Fortunately, my rational side never allows the emotional side to take over. Even though it’s hard and confrontational, I continue to read LinkedIn profiles of others to determine how I could learn from their accomplishments. Sometimes I ask them for advice. I use my network and request people I know if they can help me with circulating my resume, which is reasonably successful so far. Reflecting on my performance with job applications, I’ve determined that my application letters are good, but passing assessments with intelligence tests can be a problem. My greatest weakness is that I’m not convincing enough during job interviews. With some trial and error I’ve already gotten better at them, but I want to improve it further with the help of several Human Resources professionals I can count as friends.
However, improving my job hunting skills is harder than it seems. Because I’ve had no alternative other than doing temporary work in IT since I graduated in 2012, I’ve now reached a point where I’m no longer eligible for traineeships. In their desire for blank slates, recruiters demand that you have no more than a few years of work experience and that you are a recent graduate. Neither apply to me anymore, and increasingly my job applications are being rejected based on this argument. I argue that my work experience should not be considered because it’s all temporary work rather than a real job, no different from a part time job for students. The recruiters don’t care about my arguments, and why should they if they can choose from a steady supply of recent graduates? At the same time, my experience gained with temporary work is often not sufficient when I apply for jobs which are not traineeships and do require relevant experience. I’m between a rock and a hard place.
The only viable way to escape from this no-win situation is to forget about landing a traineeship and gain more relevant experience. I’ve made important strides in this regard: I’ve acquired certifications in ITIL and PRINCE2, with the ambition to get a Lean Six Sigma certificate in the future. As the Secretary of the Board for the South Holland branch of Dutch Green party I’ve gained experience with organizing events. I’ve continued to contribute plenty of content to the English Wikipedia. All these activities illustrate my skills, but will it be enough to convince the recruiters?
Some have told me it is best to shut up about my difficulties in the job market. But I’m done with keeping quiet, I want to tell the truth. We’re all human and every person has to deal with adversity in life. If you are a recruiter and conclude I’m unworthy of employment at your company because I still haven’t found a decent job since I graduated in 2012, I don’t want to work for your company in the first place. There are many people like me, maybe even worse off because they chose to study for degrees like Art History, who have a hard time in the job market. Don’t discard them because they were forced to do irrelevant temporary work due to the crisis. They do not need to be treated differently from starters, even if they are approaching their thirties and have more work experience. In fact, all the difficulty they face in the job market has probably made them more resilient than those people who come fresh out of university and manage to find a job within a month or two.
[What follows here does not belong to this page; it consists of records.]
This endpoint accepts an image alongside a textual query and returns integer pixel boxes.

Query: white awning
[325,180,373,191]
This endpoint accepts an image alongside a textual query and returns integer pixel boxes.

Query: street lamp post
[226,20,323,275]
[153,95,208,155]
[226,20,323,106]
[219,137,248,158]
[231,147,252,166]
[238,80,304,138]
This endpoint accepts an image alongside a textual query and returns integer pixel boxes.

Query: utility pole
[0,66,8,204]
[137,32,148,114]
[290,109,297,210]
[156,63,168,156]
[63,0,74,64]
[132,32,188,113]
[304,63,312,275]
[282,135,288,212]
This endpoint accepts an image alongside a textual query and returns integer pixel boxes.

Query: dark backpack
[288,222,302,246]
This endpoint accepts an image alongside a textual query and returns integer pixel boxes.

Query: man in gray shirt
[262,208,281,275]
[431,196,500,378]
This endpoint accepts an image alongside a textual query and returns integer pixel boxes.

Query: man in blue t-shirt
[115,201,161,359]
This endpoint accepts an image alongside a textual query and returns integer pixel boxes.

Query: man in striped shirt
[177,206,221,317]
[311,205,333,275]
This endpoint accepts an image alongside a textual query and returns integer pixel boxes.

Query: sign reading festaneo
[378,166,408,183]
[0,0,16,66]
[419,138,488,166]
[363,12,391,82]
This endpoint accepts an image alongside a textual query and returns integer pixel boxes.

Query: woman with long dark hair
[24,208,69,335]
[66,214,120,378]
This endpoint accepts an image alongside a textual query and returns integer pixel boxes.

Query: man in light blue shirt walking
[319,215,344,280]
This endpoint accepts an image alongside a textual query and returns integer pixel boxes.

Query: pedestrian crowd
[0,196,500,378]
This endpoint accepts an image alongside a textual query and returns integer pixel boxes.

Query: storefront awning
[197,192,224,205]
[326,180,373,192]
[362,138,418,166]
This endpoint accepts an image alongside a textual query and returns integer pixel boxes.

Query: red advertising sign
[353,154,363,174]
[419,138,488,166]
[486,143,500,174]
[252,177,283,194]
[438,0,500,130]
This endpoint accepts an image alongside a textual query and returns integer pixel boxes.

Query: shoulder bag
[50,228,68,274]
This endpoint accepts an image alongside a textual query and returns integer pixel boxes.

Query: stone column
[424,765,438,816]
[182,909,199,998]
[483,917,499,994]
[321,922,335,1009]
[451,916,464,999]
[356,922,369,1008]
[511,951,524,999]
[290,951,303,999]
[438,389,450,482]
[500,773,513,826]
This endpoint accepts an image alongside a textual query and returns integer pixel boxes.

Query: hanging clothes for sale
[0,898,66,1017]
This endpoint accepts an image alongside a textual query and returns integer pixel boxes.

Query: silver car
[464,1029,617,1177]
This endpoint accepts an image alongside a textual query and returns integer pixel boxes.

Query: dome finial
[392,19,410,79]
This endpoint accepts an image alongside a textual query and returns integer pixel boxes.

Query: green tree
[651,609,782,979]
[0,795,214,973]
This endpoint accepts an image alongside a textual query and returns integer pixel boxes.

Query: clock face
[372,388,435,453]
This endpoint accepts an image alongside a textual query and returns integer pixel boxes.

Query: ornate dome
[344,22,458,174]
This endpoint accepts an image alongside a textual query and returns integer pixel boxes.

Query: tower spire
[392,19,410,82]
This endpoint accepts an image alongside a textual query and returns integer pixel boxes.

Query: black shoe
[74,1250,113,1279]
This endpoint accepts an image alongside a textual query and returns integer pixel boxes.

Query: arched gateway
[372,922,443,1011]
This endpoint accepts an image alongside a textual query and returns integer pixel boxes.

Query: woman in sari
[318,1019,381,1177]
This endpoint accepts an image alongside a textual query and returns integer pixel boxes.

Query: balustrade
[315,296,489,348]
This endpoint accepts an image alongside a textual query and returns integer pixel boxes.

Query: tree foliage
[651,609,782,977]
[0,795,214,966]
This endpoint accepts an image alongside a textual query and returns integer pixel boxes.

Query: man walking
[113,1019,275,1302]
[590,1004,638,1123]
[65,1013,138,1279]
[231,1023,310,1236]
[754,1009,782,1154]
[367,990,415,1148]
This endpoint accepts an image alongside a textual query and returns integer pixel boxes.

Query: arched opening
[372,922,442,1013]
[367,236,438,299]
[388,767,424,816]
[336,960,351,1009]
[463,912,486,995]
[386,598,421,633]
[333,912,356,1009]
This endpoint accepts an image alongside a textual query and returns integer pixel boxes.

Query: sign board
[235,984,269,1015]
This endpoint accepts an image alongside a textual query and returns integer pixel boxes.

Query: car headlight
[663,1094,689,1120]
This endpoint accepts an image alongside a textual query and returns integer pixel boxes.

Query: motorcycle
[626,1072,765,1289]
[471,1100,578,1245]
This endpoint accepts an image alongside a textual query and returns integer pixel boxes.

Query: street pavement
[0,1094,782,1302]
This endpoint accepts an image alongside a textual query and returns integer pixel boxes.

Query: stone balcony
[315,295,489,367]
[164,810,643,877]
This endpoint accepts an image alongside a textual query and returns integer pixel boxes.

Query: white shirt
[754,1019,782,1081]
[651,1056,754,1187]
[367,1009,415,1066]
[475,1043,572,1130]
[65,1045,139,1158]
There is only one certainty for me, that I will persevere in my search for a real job. I’ve been telling this myself for almost three years now, but what good will pessimism do? Always keep thinking positively. It’s understandable I’m envious of colleagues with a better job and contract, but one of those is physically handicapped and another lost his girlfriend to cancer. In that perspective I should be content with my life, everything is relative.